We spend one hour at the site, then at 12:50pm start driving to the Al Ain zoo. It's again a long drive, for which we need almost half an hour.

The zoo lies a few km from the centre of Al Ain. The entrance is quite affordable (20 AED for an adult, 10 for a child). It consists of a number of fenced or walled open air areas with animals of Arabia, Africa or southern Asia. Almost no cages. I read that this place is a breeding centre for the Oryx antelope.

Overall the zoo makes a good impression. It blends pretty well into the desertic landscape. And it's good that they do not try to host animals from different climatic zones or completely different habitats, such as for instance seals or polar bears.

We have some kind of meal at the cafeteria/restaurant in the zoo. The food is quite decent.

Lots of visitors today, despite the weekday. Perhaps on weekends this place gets quite full.

We spend three hours in the zoo, then around 4:30pm we start driving to the Al Badawi mall.
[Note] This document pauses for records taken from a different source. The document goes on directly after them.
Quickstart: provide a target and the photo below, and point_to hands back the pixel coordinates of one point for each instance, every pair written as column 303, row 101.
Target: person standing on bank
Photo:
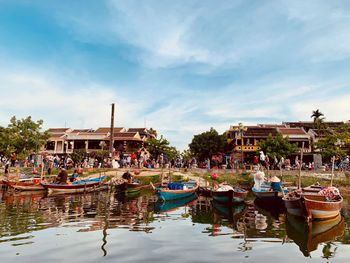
column 13, row 159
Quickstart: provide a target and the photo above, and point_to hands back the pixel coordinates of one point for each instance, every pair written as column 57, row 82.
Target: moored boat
column 85, row 185
column 322, row 206
column 293, row 201
column 162, row 206
column 176, row 190
column 27, row 184
column 226, row 194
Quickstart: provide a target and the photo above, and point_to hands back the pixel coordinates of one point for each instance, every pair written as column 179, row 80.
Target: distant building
column 65, row 140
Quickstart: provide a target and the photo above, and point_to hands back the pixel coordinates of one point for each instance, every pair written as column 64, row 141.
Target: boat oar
column 151, row 184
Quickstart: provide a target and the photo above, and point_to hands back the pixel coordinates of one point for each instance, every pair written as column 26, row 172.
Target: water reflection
column 246, row 227
column 309, row 235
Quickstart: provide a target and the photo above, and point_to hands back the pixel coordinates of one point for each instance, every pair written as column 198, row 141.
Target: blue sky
column 181, row 66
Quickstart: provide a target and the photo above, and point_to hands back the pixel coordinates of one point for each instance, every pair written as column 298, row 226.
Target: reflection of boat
column 308, row 235
column 167, row 206
column 177, row 190
column 232, row 195
column 231, row 213
column 85, row 185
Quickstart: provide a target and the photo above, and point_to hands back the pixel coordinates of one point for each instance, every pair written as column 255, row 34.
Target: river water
column 108, row 227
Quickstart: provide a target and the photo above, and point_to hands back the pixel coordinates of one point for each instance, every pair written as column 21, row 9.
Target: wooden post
column 111, row 132
column 301, row 164
column 332, row 175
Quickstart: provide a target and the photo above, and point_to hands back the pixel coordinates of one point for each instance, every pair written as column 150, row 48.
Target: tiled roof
column 272, row 125
column 57, row 130
column 108, row 129
column 292, row 131
column 143, row 130
column 81, row 130
column 125, row 134
column 259, row 132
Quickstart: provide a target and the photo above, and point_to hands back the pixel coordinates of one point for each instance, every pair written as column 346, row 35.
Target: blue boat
column 176, row 190
column 231, row 196
column 162, row 206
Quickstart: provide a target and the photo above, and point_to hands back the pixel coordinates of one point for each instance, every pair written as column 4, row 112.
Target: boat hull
column 24, row 186
column 79, row 187
column 167, row 194
column 294, row 207
column 321, row 210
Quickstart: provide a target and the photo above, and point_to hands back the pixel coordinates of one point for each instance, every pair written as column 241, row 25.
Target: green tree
column 23, row 136
column 318, row 121
column 78, row 155
column 206, row 144
column 160, row 146
column 277, row 147
column 334, row 143
column 186, row 155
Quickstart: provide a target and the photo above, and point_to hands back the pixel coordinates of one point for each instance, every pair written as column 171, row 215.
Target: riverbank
column 243, row 178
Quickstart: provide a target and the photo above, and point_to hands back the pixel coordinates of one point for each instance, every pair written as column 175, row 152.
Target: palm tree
column 318, row 121
column 316, row 114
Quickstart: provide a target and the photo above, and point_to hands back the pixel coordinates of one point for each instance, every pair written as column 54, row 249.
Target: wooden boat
column 176, row 190
column 322, row 209
column 27, row 184
column 232, row 196
column 85, row 185
column 162, row 206
column 265, row 191
column 307, row 235
column 205, row 191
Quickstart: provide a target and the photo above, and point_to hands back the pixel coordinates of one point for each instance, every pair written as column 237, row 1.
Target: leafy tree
column 78, row 155
column 277, row 147
column 153, row 132
column 318, row 121
column 23, row 136
column 206, row 144
column 171, row 152
column 186, row 155
column 160, row 146
column 334, row 143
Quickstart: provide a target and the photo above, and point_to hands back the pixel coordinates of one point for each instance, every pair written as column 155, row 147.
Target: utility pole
column 111, row 132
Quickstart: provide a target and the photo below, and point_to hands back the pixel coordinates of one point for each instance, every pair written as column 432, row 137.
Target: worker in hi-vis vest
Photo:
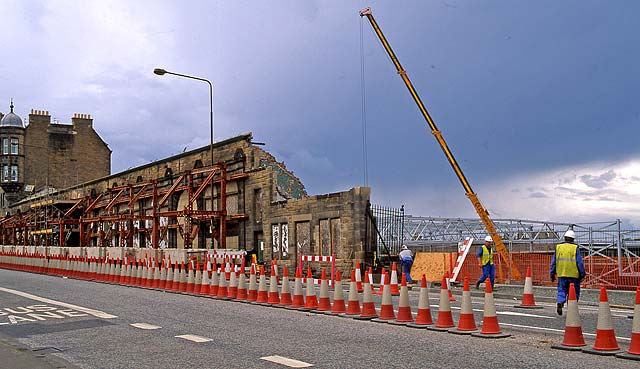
column 485, row 260
column 568, row 266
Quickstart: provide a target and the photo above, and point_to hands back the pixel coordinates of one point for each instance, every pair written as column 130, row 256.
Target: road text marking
column 194, row 338
column 145, row 326
column 286, row 361
column 96, row 313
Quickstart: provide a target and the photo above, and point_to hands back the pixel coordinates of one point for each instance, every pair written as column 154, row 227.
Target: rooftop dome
column 11, row 119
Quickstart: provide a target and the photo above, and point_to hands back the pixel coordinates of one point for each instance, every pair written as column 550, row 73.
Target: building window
column 14, row 146
column 14, row 173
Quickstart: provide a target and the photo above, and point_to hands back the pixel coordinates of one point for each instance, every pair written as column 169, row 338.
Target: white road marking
column 557, row 330
column 292, row 363
column 96, row 313
column 145, row 326
column 194, row 338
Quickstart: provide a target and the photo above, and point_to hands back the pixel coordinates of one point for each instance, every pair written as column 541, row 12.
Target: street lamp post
column 161, row 72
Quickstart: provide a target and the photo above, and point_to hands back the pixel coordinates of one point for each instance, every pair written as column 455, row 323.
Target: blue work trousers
column 406, row 268
column 488, row 270
column 563, row 288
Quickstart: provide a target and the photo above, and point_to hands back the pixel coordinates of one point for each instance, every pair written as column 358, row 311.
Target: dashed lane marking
column 292, row 363
column 194, row 338
column 145, row 326
column 96, row 313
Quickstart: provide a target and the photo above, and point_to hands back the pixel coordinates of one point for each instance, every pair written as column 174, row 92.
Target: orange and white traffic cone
column 324, row 301
column 252, row 293
column 573, row 338
column 353, row 302
column 634, row 347
column 606, row 343
column 298, row 297
column 274, row 297
column 383, row 277
column 263, row 294
column 451, row 298
column 386, row 306
column 232, row 293
column 285, row 294
column 205, row 284
column 490, row 326
column 223, row 288
column 394, row 280
column 467, row 322
column 445, row 318
column 338, row 297
column 311, row 301
column 527, row 296
column 368, row 306
column 358, row 277
column 423, row 318
column 404, row 308
column 215, row 282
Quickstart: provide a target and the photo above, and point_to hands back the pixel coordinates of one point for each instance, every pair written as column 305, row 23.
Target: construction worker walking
column 568, row 266
column 406, row 262
column 485, row 261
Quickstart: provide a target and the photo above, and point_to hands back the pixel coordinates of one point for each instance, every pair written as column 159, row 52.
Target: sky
column 538, row 101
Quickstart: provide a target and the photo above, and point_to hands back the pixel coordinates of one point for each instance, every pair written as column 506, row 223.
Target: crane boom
column 482, row 212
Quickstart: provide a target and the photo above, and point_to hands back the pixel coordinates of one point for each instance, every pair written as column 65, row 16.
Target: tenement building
column 41, row 156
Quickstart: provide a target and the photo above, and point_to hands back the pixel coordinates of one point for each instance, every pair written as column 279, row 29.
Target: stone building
column 42, row 155
column 238, row 197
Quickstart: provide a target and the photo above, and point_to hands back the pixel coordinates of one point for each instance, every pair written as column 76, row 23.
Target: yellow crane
column 482, row 212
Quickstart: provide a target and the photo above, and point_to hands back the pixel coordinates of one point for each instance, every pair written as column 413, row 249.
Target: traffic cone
column 263, row 294
column 573, row 338
column 383, row 277
column 423, row 318
column 223, row 288
column 298, row 296
column 451, row 298
column 606, row 343
column 368, row 306
column 634, row 347
column 338, row 297
column 191, row 278
column 445, row 318
column 232, row 293
column 252, row 294
column 215, row 282
column 197, row 279
column 242, row 285
column 324, row 301
column 490, row 326
column 394, row 280
column 274, row 297
column 467, row 322
column 358, row 278
column 527, row 296
column 285, row 294
column 404, row 308
column 311, row 302
column 353, row 302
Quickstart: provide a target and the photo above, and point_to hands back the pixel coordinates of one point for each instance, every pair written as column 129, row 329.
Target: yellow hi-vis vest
column 487, row 255
column 566, row 260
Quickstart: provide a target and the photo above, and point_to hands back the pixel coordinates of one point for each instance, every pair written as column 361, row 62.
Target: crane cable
column 363, row 113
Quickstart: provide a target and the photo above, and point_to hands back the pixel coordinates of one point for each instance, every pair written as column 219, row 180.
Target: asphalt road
column 91, row 325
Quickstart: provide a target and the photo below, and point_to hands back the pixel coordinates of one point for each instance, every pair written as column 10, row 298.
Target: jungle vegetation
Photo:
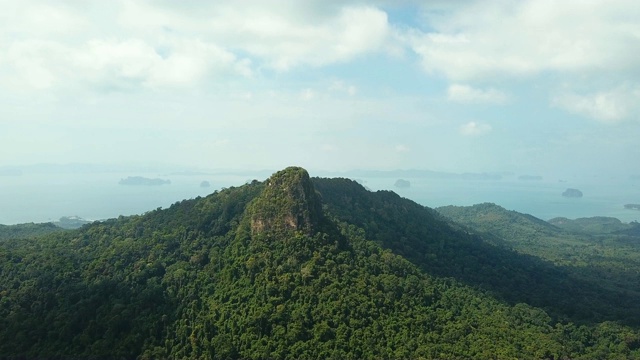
column 294, row 267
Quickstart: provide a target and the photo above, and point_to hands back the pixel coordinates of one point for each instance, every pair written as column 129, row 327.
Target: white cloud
column 147, row 44
column 340, row 86
column 282, row 35
column 467, row 94
column 485, row 40
column 400, row 148
column 610, row 106
column 475, row 129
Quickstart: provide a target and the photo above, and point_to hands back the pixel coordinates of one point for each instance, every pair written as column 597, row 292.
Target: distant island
column 140, row 180
column 401, row 183
column 71, row 222
column 530, row 177
column 573, row 193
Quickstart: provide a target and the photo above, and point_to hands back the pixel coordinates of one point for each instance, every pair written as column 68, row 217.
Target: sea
column 44, row 197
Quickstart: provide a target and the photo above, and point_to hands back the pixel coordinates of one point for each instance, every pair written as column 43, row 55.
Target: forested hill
column 288, row 268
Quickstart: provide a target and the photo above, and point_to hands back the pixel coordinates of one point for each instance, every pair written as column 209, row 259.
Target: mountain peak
column 288, row 202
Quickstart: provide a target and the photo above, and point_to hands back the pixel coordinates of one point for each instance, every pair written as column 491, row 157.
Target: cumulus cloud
column 467, row 94
column 402, row 148
column 610, row 106
column 473, row 128
column 282, row 35
column 149, row 44
column 505, row 38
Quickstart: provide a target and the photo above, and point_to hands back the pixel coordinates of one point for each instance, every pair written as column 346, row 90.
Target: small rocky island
column 530, row 177
column 140, row 180
column 401, row 183
column 573, row 193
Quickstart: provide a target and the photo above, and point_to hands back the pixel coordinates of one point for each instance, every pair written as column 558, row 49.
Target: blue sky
column 531, row 87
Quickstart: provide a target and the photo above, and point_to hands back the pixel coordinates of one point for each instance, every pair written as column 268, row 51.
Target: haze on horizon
column 534, row 87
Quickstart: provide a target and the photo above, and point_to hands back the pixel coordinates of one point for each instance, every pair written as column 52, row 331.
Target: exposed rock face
column 574, row 193
column 288, row 202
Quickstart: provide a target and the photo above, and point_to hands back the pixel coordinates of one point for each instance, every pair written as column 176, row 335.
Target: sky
column 532, row 87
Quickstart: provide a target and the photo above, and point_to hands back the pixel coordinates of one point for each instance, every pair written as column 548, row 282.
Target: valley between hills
column 296, row 267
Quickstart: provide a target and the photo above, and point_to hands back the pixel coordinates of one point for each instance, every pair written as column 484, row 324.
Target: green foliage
column 599, row 263
column 367, row 276
column 29, row 230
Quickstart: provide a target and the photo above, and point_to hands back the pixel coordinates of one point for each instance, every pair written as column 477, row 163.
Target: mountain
column 598, row 258
column 291, row 267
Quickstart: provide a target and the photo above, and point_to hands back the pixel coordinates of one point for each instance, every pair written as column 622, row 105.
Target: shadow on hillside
column 442, row 249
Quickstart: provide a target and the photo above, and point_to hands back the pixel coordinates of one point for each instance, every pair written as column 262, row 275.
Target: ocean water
column 47, row 197
column 541, row 199
column 43, row 197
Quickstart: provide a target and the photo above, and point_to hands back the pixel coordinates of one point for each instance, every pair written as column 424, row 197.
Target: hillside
column 288, row 268
column 600, row 252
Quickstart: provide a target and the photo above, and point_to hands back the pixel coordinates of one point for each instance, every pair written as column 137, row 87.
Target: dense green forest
column 294, row 267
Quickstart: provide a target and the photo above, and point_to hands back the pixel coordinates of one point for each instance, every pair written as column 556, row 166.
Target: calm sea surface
column 47, row 197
This mall is the newest mall in Al Ain. It contains a number of high end shops, a Carrefour hypermarket, a food court and a children/fun area. The children/fun area includes an ice skating rink and a skiing slope, which is closed today however.

The mall is quite nice, but as with all other malls we have seen so far in the UAE, it lacks a local flavour, i.e. most products on sale are imported, or are western or international brands. There is a general lack of local products.

It's as if the Emiratis do not produce anything, but import everything. Or perhaps these local products are sold in places other than flashy malls. But honestly, we also haven't seen shops selling handicrafts. It would appear that locals do not have a tradition of making handicrafts.

We have been looking for souks selling spices, carpets, handicrafts and other stuff like that, but haven't found such souks yet. It's as if locals do not care about such things or there are not enough people or tourists buying such things. Quite a difference if compared to Iran, where at every corner there are places selling handicrafts or carpets.

We are at the mall until 7:15pm, having a dinner there, then drive back to the hotel. Long drive again (26km).